Advocates of the system have excuses to hand. First, UTCs must coax pupils in at the age of 14. By that time, most are settled in secondary school, and UTC leaders have complained about schools blocking them from advertising to pupils. Second, pupils who do change school typically do so because they are unhappy or pushed to change due to poor behaviour and low attainment. Such pupils do not make for good marketing material.
A better excuse is demography. Right now, the country has a historically low numbers of teenagers. In a few years a boom-cohort will hit, and those empty UTC places will be very useful. This might explain why the government is handing new financial packages to UTCs and encouraging them to join ‘multi–academy trusts’ — the charities which oversee most mainstream secondary schools in England. Being in a trust gives more financial stability and also enables direct marketing to pupils in the trust’s other schools.
There are fears that such a move could lead to separation of pupils by ability at age 11. From September 2017, pupils failing to achieve a national average score in their primary tests must re-sit the papers at secondary school. From the same year, the government also expects all pupils to be entered for a fleet of ‘rigorous’ GCSEs and will judge schools by their pupils’ scores. UTCs, however, will be exempt from this measure. So an enterprising headteacher might seek out the pupils more likely to fail these exams, and push their parents towards the trust’s innovative ‘vocational’ school down the road that can guarantee ‘a trade’ — and get the pupils’ results off their league table entry.
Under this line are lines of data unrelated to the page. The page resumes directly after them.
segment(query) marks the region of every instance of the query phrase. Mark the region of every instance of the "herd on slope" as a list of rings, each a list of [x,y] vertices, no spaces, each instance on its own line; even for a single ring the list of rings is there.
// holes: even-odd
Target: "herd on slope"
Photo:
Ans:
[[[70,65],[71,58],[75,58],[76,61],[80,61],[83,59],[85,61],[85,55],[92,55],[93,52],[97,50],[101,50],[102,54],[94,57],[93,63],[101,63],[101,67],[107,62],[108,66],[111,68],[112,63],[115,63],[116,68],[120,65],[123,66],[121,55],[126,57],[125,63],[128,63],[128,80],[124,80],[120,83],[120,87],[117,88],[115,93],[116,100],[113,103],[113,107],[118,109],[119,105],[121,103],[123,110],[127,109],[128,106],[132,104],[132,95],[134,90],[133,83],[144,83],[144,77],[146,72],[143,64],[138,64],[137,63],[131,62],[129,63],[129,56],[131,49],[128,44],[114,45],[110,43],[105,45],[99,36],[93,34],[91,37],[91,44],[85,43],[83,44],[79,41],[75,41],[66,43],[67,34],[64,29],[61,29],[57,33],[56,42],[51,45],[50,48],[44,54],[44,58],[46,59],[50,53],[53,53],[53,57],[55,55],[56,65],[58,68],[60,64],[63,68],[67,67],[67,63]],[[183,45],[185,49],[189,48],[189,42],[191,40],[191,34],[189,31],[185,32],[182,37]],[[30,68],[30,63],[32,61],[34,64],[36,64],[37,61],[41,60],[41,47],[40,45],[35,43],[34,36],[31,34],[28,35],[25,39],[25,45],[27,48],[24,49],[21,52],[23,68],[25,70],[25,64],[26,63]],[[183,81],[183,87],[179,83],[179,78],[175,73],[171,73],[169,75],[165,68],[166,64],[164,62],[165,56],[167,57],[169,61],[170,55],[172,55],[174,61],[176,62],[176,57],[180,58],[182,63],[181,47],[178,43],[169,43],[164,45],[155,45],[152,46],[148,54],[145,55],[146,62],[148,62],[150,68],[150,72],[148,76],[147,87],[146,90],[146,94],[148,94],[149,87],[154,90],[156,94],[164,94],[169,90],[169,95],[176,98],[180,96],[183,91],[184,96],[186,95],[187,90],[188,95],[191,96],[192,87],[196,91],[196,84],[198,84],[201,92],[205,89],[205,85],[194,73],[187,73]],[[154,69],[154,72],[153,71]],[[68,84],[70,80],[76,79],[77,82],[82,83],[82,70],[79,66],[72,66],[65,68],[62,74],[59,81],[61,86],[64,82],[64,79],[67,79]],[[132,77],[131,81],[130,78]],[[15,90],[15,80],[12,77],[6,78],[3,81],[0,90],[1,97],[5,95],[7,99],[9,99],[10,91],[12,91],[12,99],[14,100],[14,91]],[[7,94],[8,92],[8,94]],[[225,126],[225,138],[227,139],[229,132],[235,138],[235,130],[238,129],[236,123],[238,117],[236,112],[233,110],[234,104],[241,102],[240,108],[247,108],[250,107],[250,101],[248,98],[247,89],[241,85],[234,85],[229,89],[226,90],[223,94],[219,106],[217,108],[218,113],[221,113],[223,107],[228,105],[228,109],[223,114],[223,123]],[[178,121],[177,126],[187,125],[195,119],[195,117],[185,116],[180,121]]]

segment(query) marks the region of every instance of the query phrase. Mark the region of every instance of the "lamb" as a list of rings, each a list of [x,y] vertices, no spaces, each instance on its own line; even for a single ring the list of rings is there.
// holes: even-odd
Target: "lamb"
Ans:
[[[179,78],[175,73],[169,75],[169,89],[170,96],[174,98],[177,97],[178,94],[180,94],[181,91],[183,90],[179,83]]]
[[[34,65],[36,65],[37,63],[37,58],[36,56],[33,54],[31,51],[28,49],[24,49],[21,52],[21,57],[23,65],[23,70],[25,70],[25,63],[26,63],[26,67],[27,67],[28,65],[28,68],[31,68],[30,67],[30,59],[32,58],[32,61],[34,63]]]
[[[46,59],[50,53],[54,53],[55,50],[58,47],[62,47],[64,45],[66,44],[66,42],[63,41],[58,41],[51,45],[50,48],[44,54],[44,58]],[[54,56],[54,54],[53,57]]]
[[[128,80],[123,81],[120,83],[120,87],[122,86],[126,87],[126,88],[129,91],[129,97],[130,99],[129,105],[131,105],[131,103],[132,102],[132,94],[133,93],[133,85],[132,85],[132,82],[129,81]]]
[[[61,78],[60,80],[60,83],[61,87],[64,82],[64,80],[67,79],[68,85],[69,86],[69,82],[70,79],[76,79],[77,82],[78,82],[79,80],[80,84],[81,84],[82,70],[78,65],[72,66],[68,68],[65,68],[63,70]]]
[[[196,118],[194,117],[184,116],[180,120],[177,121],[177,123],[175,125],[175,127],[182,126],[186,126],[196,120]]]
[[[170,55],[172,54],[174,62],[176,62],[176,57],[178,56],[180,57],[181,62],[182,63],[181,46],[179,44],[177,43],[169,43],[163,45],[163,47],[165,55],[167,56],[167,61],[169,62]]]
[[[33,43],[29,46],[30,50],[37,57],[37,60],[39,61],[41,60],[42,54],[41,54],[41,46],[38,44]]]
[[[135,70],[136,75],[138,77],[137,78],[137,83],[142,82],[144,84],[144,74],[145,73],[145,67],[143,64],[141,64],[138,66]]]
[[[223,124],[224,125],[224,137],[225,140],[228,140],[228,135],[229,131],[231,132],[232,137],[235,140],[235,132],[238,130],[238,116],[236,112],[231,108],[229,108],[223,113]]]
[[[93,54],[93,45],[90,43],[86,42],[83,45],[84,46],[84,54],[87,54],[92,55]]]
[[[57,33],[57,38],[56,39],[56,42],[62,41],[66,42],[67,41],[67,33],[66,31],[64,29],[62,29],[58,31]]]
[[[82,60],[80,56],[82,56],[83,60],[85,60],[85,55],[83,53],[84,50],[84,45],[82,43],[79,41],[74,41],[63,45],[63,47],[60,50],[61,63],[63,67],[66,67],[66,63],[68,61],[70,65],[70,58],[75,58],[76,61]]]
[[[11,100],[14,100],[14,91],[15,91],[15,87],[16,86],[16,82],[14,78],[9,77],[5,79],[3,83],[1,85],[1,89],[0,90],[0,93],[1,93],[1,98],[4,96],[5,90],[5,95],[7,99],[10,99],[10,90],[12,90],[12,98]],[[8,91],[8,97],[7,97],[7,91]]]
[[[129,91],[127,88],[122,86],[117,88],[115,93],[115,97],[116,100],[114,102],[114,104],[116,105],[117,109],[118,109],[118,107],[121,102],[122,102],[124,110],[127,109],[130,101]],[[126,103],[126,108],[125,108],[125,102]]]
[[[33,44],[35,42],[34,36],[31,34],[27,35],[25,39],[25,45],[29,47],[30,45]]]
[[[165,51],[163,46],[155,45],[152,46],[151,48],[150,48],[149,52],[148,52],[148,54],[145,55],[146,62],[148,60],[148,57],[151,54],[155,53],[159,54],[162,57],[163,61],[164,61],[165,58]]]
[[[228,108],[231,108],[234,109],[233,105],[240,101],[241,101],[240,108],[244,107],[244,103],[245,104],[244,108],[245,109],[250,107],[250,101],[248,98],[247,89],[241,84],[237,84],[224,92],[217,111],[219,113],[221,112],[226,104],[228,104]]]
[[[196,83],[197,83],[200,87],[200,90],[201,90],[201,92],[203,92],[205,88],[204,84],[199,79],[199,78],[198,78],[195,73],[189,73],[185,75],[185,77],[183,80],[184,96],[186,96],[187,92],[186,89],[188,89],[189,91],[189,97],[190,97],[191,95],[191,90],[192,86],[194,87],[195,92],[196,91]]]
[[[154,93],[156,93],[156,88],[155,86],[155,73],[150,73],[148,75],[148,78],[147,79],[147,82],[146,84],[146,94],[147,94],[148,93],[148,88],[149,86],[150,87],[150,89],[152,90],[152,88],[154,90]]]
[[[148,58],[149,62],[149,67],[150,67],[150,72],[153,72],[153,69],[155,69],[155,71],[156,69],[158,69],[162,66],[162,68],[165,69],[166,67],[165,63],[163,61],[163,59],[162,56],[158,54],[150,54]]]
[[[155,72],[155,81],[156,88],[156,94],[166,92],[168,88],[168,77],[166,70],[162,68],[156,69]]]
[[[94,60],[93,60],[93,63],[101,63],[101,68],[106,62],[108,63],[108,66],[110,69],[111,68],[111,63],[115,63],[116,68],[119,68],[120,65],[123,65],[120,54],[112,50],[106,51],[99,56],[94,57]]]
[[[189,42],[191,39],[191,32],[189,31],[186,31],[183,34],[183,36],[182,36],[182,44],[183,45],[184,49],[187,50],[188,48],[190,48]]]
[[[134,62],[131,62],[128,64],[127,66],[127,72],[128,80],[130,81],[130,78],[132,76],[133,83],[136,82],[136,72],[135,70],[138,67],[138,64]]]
But UTCs cannot guarantee a trade. Separate buildings don’t suddenly mean kids can do physics, and jazzy specialisms don’t make it easy to find brilliant science teachers. We so desperately want vocational education to solve the problem of unhappy, poorly behaved or low-attaining children that we forget this basic logic. What these children actually need is intensive tutoring, smaller classes, mental health specialists and consistent rules from the adults in their lives. They don’t need £10 million buildings specialising in entrepreneurship. In some high-density areas, where there is a strong employer need in a specialism sufficiently attractive to an unusually high-attaining few, then UTCs will work. Everywhere else, we are in danger of recreating government-endorsed dumping grounds.